What do you do when lenders take over two of your hotels, as your coping with the worst recession in seven decades? Well, if you’re Starwood Hotels, you make a $350 million bet with a single property from your W line. The hotel opened on January 15, 2010, and it’s banking on the reputation of Los Angeles as the center of the entertainment world. Located on Hollywood Boulevard and Vine Street, the new W Hotel hopes to attract star-struck tourists who want to get up close and personal with the movie industry.

The only problem is that fewer and fewer people are heading out to Los Angeles, which is putting a bit of a squeeze on the new property. There’s an opportunity hidden in the situation, however. Carlos Becil, W’s North American vice president, says, “When we come out of this down cycle we’ll own the upswing with all these newer hotels,” Becil said to Bloomberg News.

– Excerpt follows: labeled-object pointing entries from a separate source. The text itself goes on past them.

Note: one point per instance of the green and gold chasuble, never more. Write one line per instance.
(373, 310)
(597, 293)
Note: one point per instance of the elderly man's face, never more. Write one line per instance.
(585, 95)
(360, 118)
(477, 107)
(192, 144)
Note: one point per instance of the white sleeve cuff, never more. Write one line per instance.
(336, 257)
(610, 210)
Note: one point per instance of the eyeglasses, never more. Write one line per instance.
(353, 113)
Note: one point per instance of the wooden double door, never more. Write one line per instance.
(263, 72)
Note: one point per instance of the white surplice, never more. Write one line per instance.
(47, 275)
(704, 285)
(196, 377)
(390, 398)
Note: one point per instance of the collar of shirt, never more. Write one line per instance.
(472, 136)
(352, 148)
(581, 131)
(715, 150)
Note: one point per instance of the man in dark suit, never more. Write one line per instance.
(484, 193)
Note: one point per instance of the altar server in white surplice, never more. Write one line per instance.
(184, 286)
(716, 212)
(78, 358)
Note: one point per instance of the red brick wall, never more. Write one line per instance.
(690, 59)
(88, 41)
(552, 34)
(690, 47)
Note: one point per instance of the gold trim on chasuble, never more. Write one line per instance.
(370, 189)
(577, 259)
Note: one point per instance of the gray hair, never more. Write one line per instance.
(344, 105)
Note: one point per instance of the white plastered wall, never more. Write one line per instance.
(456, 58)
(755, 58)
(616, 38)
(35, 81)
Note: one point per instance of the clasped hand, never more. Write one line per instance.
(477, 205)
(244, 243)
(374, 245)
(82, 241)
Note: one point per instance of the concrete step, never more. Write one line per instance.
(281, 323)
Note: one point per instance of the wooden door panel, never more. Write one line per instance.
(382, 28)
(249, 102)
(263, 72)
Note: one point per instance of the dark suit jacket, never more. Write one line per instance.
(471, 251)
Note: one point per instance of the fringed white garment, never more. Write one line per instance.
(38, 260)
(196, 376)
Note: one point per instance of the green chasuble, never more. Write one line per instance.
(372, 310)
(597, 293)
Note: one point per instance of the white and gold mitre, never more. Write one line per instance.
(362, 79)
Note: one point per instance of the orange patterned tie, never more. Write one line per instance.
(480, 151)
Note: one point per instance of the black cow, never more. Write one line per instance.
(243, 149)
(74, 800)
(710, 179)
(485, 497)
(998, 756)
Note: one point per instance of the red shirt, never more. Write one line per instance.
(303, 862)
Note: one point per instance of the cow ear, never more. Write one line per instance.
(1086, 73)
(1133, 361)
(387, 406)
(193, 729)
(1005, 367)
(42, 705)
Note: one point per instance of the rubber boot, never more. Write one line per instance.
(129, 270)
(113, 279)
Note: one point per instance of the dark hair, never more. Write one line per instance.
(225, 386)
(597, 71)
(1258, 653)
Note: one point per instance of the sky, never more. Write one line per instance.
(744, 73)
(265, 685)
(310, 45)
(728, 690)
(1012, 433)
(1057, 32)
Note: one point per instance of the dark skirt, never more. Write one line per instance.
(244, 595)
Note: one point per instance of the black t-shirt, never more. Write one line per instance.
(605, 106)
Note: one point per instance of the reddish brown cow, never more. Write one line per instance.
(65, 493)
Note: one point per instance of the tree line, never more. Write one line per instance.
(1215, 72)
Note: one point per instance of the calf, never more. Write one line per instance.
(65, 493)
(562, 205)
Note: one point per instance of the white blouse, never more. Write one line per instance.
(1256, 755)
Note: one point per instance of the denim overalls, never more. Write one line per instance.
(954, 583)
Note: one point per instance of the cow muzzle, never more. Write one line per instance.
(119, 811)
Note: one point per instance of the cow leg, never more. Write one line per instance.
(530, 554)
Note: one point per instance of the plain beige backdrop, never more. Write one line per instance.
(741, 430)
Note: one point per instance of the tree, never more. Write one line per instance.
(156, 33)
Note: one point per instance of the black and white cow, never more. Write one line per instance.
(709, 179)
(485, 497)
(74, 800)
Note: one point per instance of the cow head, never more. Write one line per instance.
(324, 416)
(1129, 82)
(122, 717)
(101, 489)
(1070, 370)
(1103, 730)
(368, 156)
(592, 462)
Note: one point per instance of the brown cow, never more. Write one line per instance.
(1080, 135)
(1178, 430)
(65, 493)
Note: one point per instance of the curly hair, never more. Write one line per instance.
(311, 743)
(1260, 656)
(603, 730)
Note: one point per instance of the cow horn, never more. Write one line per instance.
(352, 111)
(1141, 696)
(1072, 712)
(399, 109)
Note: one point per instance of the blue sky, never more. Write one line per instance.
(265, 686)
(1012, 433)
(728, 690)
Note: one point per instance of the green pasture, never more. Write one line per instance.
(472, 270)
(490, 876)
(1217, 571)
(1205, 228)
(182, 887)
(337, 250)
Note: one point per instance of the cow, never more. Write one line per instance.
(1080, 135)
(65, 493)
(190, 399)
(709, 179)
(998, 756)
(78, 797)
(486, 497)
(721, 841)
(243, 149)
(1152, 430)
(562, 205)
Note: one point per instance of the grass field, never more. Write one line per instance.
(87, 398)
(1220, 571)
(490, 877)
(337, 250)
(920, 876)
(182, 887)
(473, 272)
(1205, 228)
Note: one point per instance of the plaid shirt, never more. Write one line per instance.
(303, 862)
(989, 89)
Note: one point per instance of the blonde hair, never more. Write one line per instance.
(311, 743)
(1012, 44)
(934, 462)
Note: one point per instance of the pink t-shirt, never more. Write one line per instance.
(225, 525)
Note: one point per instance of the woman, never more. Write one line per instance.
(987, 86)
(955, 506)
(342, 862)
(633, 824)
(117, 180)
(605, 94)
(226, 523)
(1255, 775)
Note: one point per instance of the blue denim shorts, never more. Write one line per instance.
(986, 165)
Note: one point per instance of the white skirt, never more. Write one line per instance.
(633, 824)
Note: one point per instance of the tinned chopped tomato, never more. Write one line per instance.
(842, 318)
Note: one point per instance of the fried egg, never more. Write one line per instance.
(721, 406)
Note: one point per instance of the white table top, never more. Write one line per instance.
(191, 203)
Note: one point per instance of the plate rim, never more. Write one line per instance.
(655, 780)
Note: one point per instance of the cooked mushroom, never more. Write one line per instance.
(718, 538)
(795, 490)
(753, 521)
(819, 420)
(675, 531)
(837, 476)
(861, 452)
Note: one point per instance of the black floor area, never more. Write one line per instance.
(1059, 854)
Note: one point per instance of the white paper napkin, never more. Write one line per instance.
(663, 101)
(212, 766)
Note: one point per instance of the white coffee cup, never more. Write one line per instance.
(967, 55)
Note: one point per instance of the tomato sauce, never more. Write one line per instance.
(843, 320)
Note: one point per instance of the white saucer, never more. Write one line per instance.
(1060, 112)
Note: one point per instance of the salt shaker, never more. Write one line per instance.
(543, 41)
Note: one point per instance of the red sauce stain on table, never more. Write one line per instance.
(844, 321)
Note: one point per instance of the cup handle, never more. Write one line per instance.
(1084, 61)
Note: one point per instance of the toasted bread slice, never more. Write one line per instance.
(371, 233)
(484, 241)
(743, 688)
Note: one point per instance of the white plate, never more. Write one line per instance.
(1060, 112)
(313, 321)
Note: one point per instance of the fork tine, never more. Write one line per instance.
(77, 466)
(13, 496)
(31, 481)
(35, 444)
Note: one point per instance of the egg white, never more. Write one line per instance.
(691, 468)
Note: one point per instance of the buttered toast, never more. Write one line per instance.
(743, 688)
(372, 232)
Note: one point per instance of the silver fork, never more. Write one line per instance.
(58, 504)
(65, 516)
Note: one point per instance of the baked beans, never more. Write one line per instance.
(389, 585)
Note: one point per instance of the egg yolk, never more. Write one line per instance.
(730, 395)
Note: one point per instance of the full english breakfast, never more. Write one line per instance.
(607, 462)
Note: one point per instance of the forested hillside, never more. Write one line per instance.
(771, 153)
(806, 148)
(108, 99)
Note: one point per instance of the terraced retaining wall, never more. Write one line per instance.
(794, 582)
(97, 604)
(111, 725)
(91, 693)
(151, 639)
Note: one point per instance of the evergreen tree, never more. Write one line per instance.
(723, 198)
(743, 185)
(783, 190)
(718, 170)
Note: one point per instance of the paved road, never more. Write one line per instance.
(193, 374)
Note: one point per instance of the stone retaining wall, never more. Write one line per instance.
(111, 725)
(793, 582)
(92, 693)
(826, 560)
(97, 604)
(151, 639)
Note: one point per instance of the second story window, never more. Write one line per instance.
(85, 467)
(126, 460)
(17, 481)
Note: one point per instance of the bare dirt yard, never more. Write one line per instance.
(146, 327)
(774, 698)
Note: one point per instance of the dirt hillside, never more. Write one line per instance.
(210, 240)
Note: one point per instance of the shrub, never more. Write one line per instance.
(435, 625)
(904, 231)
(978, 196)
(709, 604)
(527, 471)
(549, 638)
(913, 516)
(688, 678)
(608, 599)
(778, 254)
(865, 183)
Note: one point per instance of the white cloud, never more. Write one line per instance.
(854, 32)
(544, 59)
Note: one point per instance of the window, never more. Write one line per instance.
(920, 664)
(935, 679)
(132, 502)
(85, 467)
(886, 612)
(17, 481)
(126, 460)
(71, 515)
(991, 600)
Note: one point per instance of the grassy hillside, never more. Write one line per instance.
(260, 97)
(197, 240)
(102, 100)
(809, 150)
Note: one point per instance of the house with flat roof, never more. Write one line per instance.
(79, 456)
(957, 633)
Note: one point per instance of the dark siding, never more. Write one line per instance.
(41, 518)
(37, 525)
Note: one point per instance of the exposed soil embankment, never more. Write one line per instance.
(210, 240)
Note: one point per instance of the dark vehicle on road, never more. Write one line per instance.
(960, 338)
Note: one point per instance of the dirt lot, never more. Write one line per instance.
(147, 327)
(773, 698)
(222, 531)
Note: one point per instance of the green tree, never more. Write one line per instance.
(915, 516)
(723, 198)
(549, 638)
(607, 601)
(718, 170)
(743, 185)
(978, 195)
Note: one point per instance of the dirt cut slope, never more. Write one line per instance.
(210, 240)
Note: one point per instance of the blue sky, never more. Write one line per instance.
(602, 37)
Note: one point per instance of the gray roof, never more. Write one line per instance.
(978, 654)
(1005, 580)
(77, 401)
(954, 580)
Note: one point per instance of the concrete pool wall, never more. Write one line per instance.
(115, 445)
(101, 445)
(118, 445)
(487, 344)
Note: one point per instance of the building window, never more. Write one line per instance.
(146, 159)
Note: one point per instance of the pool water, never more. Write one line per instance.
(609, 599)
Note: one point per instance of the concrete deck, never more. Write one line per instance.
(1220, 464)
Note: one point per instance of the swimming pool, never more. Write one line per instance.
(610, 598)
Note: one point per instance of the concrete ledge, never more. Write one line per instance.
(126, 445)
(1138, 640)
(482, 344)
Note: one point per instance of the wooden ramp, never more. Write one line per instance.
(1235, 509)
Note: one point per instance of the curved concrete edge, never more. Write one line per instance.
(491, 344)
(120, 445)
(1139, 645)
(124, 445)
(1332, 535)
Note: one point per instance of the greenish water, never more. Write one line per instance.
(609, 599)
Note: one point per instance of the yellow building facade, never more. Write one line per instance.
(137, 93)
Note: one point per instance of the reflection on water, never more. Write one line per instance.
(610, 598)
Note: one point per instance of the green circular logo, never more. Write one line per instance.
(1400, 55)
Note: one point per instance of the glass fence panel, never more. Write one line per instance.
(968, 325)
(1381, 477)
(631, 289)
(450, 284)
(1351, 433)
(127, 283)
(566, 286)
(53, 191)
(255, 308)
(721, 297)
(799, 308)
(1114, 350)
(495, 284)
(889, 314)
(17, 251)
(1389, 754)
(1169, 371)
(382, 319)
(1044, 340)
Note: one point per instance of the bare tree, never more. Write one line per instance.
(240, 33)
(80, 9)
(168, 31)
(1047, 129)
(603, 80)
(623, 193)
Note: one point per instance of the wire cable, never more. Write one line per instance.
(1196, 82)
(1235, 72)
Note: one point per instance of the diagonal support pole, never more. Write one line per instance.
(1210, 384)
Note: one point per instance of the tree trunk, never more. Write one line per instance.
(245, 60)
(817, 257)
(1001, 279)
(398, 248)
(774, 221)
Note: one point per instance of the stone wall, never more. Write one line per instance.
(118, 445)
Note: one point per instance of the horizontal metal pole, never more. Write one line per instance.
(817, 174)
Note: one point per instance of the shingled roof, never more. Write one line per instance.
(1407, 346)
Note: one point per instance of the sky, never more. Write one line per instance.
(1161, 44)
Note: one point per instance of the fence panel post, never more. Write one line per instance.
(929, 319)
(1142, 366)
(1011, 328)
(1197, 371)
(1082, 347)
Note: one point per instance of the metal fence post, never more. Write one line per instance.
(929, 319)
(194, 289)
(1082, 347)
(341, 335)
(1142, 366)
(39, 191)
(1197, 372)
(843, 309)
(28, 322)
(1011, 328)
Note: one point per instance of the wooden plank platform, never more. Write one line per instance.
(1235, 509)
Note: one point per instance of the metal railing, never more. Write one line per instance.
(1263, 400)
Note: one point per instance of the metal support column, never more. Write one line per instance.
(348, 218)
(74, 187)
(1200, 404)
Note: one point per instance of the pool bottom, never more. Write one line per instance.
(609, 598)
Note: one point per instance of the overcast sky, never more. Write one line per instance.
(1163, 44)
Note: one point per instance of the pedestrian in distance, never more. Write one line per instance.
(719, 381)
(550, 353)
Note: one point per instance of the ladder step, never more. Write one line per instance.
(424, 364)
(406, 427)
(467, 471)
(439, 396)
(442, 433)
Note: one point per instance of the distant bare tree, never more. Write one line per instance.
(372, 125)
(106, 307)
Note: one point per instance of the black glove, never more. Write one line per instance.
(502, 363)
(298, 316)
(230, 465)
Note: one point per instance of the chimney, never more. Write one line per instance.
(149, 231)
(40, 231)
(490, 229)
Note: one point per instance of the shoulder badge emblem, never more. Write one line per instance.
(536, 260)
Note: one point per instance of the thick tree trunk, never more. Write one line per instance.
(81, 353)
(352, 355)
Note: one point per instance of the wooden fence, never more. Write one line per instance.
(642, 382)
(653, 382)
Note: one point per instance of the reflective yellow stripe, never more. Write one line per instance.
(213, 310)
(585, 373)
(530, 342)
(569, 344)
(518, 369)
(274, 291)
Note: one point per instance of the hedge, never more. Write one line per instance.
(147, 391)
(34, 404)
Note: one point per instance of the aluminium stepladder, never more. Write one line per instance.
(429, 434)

The financial crisis has been particularly hard on the W chain. The W San Diego was taken back by its lenders after Sunstone Hotel Investors, which had owned the property, couldn’t get the terms of its $65 million securitized mortgage changed. The W New York Union Square was bought by Dubai World in 2006. Well, it missed a payment, which wound up pushing the property onto the auction block back in December. Dubai World also has an interest in the W Washington, D.C., a loan on which is 30 days delinquent. The debt servicer and borrower are working on a solution.